Personal information
- Full name: Taylor Mikael McNamara
- Date of birth: December 4, 1987 (age 38)
- Place of birth: Mississauga, Ontario, Canada
- Height: 5 ft 10 in (1.78 m)
- Position: Midfielder

College career
- Years: Team / Apps / (Gls)
- 2005–2008: Albany Great Danes / 73 / (2)

Senior career*
- Years: Team / Apps / (Gls)
- 2007–2010: Toronto Lynx / 56 / (6)
- 2011–2012: Dayton Dutch Lions / 41 / (0)
- 2013–2014: Toronto Lynx
- 2015–2018: Oakville Blue Devils FC / 50+ / (5+)

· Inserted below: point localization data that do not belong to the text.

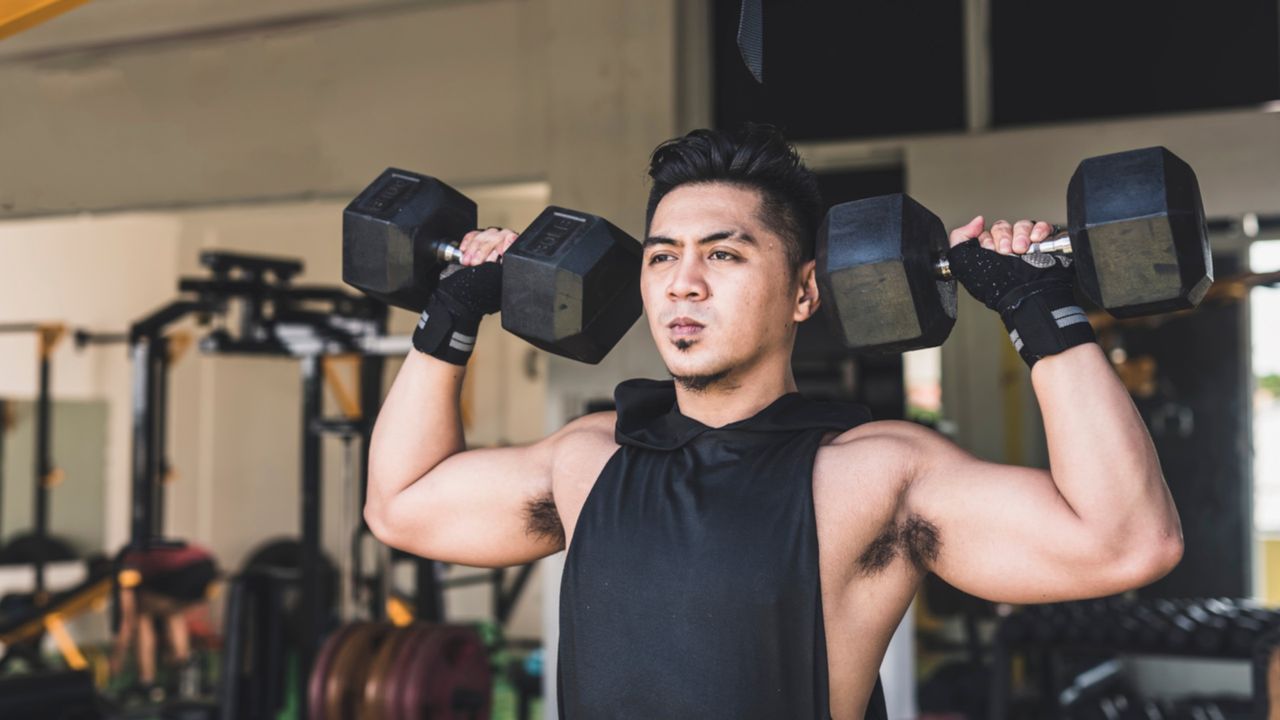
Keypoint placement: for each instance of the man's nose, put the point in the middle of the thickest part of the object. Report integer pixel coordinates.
(688, 281)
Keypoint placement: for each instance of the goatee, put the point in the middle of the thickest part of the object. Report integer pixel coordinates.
(699, 383)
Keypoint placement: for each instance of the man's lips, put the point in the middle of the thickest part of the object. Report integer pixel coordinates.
(685, 327)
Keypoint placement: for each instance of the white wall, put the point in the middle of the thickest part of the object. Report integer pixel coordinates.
(296, 112)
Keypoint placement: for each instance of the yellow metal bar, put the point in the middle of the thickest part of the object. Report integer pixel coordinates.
(17, 16)
(347, 400)
(398, 611)
(50, 335)
(63, 639)
(179, 342)
(1011, 401)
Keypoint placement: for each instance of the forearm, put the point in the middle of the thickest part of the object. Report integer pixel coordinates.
(1101, 455)
(419, 425)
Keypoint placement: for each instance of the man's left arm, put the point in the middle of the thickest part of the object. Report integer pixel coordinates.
(1100, 522)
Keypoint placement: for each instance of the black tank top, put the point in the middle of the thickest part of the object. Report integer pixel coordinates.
(691, 586)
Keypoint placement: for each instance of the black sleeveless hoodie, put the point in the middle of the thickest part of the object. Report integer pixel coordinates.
(691, 587)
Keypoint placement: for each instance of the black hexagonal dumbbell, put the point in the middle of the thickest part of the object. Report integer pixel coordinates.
(1136, 229)
(570, 283)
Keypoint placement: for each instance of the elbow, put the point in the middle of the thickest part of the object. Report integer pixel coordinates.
(378, 522)
(1150, 560)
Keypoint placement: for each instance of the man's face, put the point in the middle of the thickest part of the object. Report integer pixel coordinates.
(716, 283)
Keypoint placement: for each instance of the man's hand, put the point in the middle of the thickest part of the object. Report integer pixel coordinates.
(466, 294)
(485, 245)
(1002, 237)
(1033, 294)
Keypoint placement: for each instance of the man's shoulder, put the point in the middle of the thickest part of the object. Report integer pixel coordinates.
(886, 447)
(586, 433)
(887, 433)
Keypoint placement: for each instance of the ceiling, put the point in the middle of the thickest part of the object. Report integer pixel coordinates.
(108, 24)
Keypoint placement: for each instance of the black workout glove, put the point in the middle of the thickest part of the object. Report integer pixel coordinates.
(448, 327)
(1033, 294)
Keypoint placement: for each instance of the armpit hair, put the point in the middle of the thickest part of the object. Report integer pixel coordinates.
(915, 540)
(542, 520)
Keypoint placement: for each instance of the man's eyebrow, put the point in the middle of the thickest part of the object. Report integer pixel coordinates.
(714, 237)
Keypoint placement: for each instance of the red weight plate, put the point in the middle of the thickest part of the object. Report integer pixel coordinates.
(319, 671)
(402, 675)
(451, 678)
(380, 668)
(346, 680)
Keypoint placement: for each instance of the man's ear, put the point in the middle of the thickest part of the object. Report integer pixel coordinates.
(807, 295)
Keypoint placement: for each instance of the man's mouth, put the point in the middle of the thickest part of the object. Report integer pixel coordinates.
(685, 327)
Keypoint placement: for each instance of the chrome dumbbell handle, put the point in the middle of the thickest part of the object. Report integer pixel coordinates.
(1056, 244)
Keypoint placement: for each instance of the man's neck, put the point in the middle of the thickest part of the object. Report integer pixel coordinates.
(736, 397)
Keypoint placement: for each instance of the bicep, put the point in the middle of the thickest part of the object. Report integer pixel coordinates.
(1005, 533)
(476, 507)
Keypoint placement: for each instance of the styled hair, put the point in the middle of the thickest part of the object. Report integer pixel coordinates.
(755, 156)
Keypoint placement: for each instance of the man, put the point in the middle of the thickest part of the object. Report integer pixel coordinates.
(160, 583)
(735, 550)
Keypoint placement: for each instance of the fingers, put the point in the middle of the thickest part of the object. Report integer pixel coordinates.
(485, 246)
(1023, 236)
(969, 231)
(1002, 236)
(1041, 231)
(1016, 237)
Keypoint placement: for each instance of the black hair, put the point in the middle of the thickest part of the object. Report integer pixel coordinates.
(755, 156)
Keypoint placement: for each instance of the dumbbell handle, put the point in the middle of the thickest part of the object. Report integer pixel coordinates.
(1056, 244)
(446, 251)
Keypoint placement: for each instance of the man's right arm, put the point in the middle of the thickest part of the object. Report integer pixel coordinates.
(432, 497)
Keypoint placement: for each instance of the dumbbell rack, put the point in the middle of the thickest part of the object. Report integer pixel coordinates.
(1146, 628)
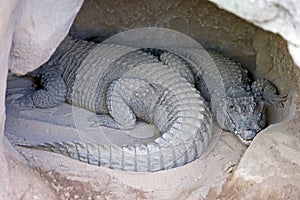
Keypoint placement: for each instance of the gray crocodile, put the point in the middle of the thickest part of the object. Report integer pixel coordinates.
(122, 84)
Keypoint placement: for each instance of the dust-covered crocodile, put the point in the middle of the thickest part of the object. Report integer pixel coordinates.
(122, 84)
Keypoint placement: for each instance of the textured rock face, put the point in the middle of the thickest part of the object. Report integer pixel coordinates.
(282, 17)
(40, 27)
(265, 54)
(27, 28)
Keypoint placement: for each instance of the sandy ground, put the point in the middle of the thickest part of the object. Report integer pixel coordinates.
(71, 179)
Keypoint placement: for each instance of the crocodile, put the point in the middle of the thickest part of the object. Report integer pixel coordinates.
(122, 84)
(237, 103)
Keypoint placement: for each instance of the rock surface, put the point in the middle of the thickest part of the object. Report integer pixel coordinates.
(40, 28)
(265, 54)
(18, 180)
(282, 17)
(203, 177)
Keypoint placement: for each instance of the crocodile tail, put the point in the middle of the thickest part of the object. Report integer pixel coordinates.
(181, 115)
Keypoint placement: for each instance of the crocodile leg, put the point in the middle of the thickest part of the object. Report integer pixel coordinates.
(180, 114)
(53, 92)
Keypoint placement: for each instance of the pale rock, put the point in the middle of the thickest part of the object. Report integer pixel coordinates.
(282, 17)
(41, 26)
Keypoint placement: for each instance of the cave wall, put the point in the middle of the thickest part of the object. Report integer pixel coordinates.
(203, 21)
(263, 53)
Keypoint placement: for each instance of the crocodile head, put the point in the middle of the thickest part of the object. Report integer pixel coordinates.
(244, 117)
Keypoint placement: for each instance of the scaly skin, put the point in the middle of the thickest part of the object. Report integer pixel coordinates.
(113, 80)
(238, 105)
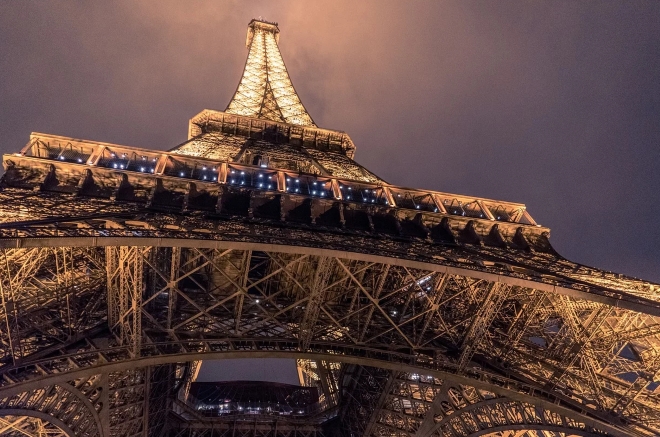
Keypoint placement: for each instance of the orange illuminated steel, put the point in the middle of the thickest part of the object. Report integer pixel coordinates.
(413, 313)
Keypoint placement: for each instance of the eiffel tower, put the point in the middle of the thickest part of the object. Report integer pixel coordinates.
(409, 313)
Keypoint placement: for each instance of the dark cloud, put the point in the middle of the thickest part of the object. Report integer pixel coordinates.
(554, 104)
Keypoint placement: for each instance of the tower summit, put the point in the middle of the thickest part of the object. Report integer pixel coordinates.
(265, 90)
(410, 312)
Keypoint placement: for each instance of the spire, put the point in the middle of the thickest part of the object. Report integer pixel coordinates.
(265, 90)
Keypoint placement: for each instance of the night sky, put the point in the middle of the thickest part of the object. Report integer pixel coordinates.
(553, 104)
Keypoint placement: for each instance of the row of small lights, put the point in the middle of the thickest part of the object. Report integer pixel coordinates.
(269, 186)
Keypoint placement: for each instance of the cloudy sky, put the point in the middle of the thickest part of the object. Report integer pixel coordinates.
(553, 104)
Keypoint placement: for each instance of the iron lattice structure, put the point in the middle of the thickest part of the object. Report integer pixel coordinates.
(412, 313)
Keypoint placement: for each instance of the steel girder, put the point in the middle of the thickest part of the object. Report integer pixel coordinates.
(196, 302)
(265, 90)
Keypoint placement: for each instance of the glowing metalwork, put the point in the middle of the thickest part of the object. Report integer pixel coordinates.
(265, 90)
(412, 313)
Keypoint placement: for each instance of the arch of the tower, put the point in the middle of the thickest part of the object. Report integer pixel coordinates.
(505, 353)
(405, 399)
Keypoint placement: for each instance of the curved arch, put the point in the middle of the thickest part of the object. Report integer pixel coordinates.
(372, 362)
(39, 415)
(86, 402)
(613, 297)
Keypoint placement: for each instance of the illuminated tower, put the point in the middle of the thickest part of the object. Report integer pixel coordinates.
(410, 312)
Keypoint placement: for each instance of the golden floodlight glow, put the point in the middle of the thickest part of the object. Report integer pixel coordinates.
(265, 90)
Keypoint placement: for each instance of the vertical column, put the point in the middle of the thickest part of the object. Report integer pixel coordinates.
(125, 270)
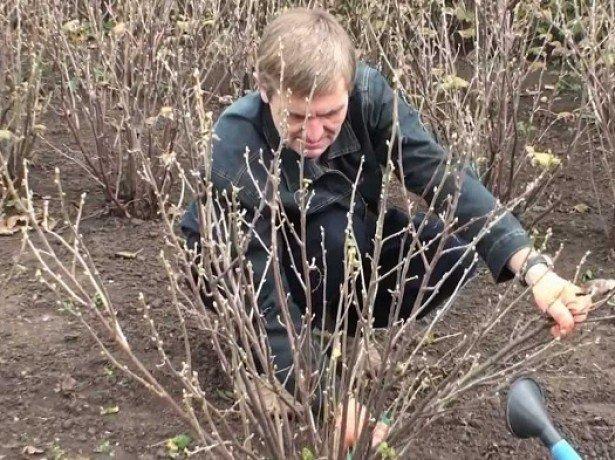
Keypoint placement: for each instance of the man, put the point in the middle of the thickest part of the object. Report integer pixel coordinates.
(333, 112)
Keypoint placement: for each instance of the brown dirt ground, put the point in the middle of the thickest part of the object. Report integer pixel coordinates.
(53, 379)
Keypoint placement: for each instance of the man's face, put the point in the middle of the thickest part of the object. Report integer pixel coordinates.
(311, 126)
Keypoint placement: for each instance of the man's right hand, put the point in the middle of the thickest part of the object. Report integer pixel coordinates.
(356, 418)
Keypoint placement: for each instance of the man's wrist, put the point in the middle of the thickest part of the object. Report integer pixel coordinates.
(534, 267)
(536, 273)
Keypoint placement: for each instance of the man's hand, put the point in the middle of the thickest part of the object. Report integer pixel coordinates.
(355, 420)
(565, 302)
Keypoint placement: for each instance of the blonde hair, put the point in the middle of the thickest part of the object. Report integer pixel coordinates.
(314, 48)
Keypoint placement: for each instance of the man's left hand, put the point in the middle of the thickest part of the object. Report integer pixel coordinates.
(562, 300)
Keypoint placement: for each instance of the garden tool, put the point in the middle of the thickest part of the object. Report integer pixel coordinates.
(527, 417)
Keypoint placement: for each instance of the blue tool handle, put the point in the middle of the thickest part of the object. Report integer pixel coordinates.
(561, 450)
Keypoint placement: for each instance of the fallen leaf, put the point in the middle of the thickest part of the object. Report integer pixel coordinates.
(545, 159)
(581, 208)
(109, 410)
(178, 444)
(31, 450)
(128, 255)
(10, 225)
(67, 385)
(599, 286)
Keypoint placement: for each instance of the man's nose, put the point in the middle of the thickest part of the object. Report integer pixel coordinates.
(314, 130)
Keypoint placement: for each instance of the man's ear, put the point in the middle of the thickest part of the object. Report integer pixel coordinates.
(261, 89)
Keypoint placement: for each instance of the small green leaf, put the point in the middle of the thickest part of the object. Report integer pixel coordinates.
(454, 83)
(307, 454)
(109, 410)
(103, 448)
(387, 452)
(588, 275)
(177, 444)
(5, 135)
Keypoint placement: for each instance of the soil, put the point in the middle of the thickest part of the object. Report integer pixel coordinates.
(54, 380)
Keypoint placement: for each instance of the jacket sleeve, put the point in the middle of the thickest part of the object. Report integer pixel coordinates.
(423, 165)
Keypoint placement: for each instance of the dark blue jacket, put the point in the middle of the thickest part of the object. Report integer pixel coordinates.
(247, 136)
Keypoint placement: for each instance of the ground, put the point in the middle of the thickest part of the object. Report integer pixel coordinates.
(54, 381)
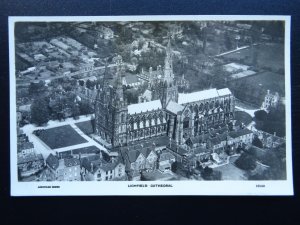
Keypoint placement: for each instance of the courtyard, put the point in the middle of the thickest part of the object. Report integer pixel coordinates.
(60, 137)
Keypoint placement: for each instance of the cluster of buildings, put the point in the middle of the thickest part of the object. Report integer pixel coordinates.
(270, 101)
(61, 56)
(164, 127)
(28, 160)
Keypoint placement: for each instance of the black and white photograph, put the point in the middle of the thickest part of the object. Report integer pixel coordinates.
(160, 105)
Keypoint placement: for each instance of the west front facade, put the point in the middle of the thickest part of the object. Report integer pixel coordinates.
(178, 116)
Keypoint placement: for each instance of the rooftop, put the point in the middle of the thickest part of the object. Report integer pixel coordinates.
(71, 162)
(31, 157)
(144, 107)
(238, 133)
(166, 156)
(25, 145)
(130, 79)
(175, 108)
(133, 155)
(202, 95)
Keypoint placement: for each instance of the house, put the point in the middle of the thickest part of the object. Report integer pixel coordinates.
(135, 160)
(96, 168)
(29, 162)
(146, 96)
(218, 142)
(239, 137)
(150, 158)
(166, 159)
(271, 100)
(67, 169)
(131, 81)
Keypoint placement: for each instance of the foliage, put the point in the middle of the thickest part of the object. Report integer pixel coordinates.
(261, 115)
(85, 108)
(256, 142)
(246, 162)
(273, 122)
(37, 89)
(210, 174)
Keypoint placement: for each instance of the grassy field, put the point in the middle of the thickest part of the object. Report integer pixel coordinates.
(231, 172)
(59, 137)
(270, 55)
(254, 88)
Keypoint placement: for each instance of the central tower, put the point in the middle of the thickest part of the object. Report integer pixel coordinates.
(170, 89)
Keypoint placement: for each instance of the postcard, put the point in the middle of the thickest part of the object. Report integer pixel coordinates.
(150, 105)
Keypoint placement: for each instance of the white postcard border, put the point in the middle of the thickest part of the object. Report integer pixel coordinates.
(149, 187)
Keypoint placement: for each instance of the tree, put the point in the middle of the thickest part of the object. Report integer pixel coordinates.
(210, 174)
(37, 89)
(228, 43)
(261, 115)
(246, 162)
(40, 111)
(85, 108)
(256, 142)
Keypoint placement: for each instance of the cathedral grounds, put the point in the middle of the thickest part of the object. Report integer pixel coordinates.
(105, 106)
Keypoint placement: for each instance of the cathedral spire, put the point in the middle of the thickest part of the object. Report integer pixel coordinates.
(168, 69)
(119, 85)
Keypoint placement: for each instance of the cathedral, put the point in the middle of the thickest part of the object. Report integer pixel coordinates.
(178, 116)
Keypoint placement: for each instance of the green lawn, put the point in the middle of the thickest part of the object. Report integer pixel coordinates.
(86, 126)
(269, 55)
(59, 137)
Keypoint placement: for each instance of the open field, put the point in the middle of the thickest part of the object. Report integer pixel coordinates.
(269, 55)
(59, 137)
(231, 172)
(86, 126)
(254, 88)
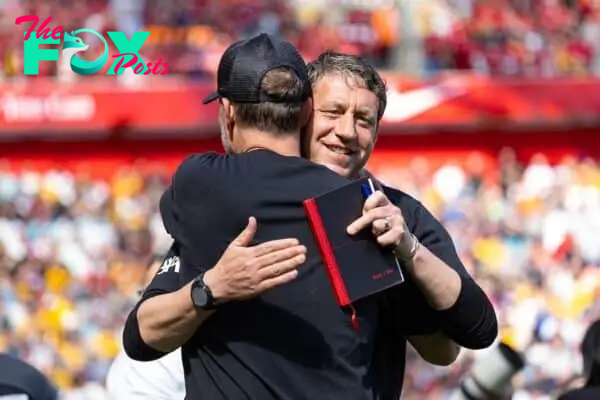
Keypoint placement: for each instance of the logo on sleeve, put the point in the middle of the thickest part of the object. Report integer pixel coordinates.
(171, 263)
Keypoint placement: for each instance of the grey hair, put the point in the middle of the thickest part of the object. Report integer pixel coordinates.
(351, 66)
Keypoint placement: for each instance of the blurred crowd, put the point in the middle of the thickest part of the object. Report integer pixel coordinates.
(531, 38)
(73, 252)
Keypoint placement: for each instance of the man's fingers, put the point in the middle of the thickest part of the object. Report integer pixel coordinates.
(269, 259)
(281, 268)
(380, 226)
(366, 220)
(278, 281)
(390, 238)
(246, 236)
(377, 199)
(273, 245)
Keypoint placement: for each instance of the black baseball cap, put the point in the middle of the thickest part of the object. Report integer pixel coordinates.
(245, 63)
(20, 378)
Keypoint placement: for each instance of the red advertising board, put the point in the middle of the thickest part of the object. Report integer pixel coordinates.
(169, 106)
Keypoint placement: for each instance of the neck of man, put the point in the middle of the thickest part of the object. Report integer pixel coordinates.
(287, 144)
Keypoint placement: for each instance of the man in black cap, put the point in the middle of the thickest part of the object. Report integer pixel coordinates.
(264, 329)
(21, 381)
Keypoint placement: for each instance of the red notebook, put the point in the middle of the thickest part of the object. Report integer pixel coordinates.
(357, 265)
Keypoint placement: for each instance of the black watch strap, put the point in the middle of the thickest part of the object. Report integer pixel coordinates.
(202, 296)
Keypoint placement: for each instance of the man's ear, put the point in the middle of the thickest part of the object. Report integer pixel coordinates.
(307, 110)
(229, 111)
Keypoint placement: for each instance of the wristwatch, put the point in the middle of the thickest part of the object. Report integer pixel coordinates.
(201, 295)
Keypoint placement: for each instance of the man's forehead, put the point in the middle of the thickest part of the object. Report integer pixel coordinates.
(332, 88)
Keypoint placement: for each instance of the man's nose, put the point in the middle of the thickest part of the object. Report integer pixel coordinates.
(346, 129)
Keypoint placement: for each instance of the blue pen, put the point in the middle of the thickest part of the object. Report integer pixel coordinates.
(368, 188)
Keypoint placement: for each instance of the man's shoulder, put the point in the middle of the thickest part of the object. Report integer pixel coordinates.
(397, 197)
(586, 393)
(410, 206)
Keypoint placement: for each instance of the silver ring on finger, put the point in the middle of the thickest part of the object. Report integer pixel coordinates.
(387, 225)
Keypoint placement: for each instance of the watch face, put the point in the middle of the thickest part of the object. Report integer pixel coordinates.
(199, 296)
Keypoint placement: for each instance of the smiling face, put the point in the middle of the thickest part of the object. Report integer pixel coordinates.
(343, 129)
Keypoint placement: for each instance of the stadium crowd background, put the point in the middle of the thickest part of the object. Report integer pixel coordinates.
(73, 246)
(546, 38)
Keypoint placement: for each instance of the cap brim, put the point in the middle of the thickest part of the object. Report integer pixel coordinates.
(211, 97)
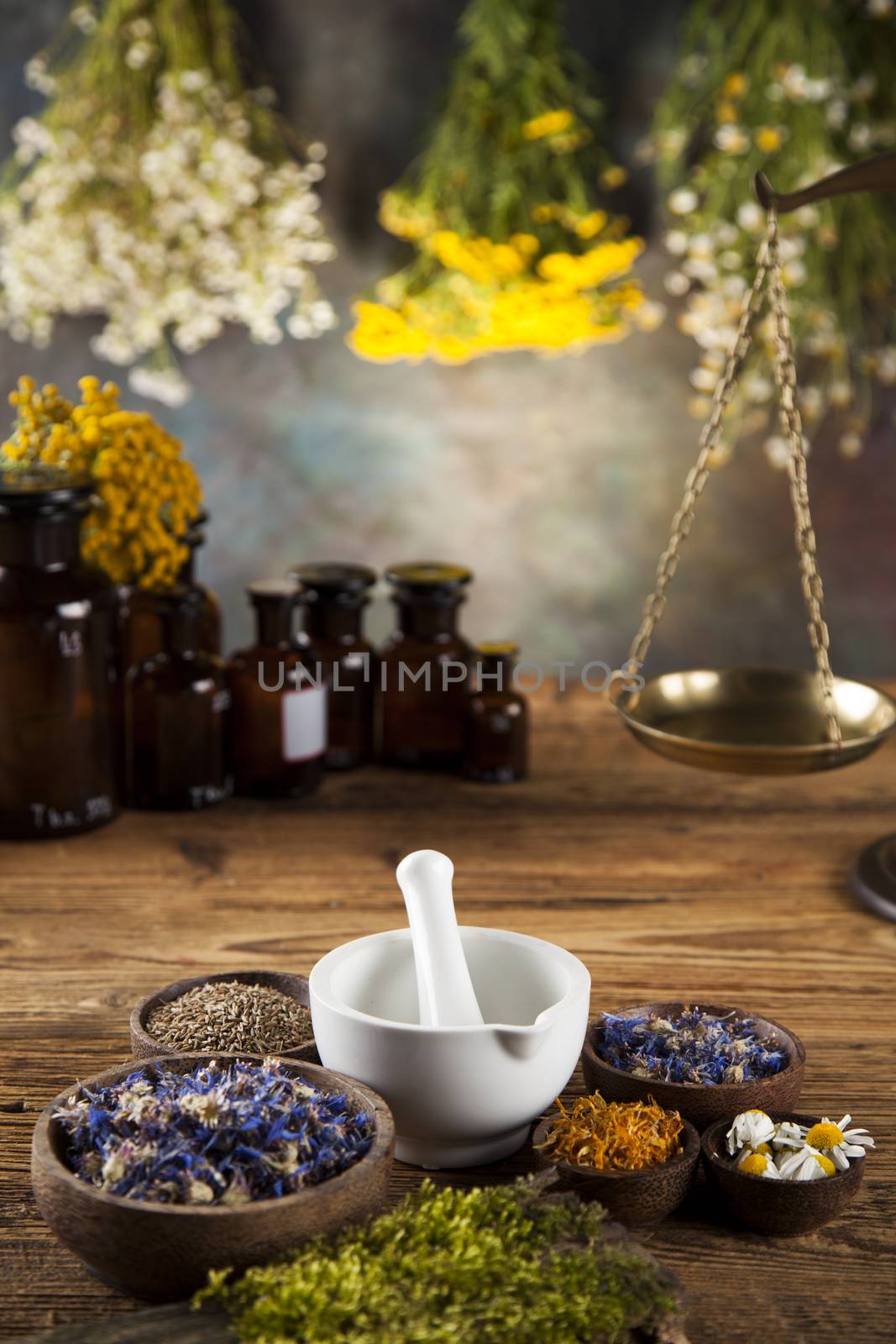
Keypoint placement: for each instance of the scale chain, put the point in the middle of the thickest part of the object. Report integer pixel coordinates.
(804, 531)
(699, 474)
(768, 266)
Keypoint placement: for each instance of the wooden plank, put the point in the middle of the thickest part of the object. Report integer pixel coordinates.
(157, 1326)
(665, 882)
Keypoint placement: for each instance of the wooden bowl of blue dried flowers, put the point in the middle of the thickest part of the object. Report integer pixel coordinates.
(783, 1173)
(705, 1061)
(265, 1012)
(157, 1173)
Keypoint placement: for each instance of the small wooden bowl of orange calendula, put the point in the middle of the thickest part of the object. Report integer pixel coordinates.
(634, 1158)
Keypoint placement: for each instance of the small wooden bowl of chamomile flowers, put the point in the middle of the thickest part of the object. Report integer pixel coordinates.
(783, 1173)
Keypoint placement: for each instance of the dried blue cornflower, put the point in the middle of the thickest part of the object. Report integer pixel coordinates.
(221, 1135)
(689, 1047)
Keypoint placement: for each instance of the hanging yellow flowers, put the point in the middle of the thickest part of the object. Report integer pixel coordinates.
(511, 250)
(147, 494)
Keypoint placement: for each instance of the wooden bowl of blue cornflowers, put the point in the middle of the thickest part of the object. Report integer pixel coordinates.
(157, 1173)
(705, 1061)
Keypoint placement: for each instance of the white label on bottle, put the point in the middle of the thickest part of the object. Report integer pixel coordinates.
(304, 723)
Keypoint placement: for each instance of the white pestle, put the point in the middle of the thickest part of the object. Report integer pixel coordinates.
(443, 985)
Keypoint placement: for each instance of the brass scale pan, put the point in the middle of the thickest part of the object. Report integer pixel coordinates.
(762, 721)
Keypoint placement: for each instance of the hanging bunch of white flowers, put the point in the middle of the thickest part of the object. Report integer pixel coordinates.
(160, 192)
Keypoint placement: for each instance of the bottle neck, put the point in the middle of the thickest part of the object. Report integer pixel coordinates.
(333, 620)
(187, 573)
(275, 624)
(427, 620)
(40, 543)
(493, 672)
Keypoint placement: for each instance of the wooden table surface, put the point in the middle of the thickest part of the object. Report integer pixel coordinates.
(668, 884)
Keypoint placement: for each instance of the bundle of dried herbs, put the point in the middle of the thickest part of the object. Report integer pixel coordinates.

= Taylor McNamara (soccer) =

Canadian soccer player

Taylor Mikael McNamara (born December 4, 1987) is a retired Canadian soccer player who formerly played for the Oakville Blue Devils FC.

==Career==

===Youth and amateur===
McNamara attended Iona Catholic Secondary School in his native city, Mississauga. He played for the junior club team of professional side Toronto Lynx, helping the team win its division and advance to the semifinals of the North American championships as well as advance to the title game of the Dallas Cup, before coming to the United States in 2005 to play college soccer at the University at Albany, SUNY. With Albany, McNamara was named to the America East Academic Honor Roll as a freshman in 2005, was named to the America East Commissioner’s Academic Honor Roll and his team's MVP as a sophomore in 2006 and as a junior in 2007, and was an ESPN All-Academic All-American selection.

During his college years McNamara also played four seasons in the USL Premier Development League for the Toronto Lynx, scoring 6 goals in 56 appearances for the club.

===Professional===
McNamara turned professional in 2011 when he signed with Dayton Dutch Lions of the USL Professional Division. He made his professional debut on April 23, 2011 in a 3-2 loss to Rochester Rhinos. McNamara re-signed with Dayton in February 2012.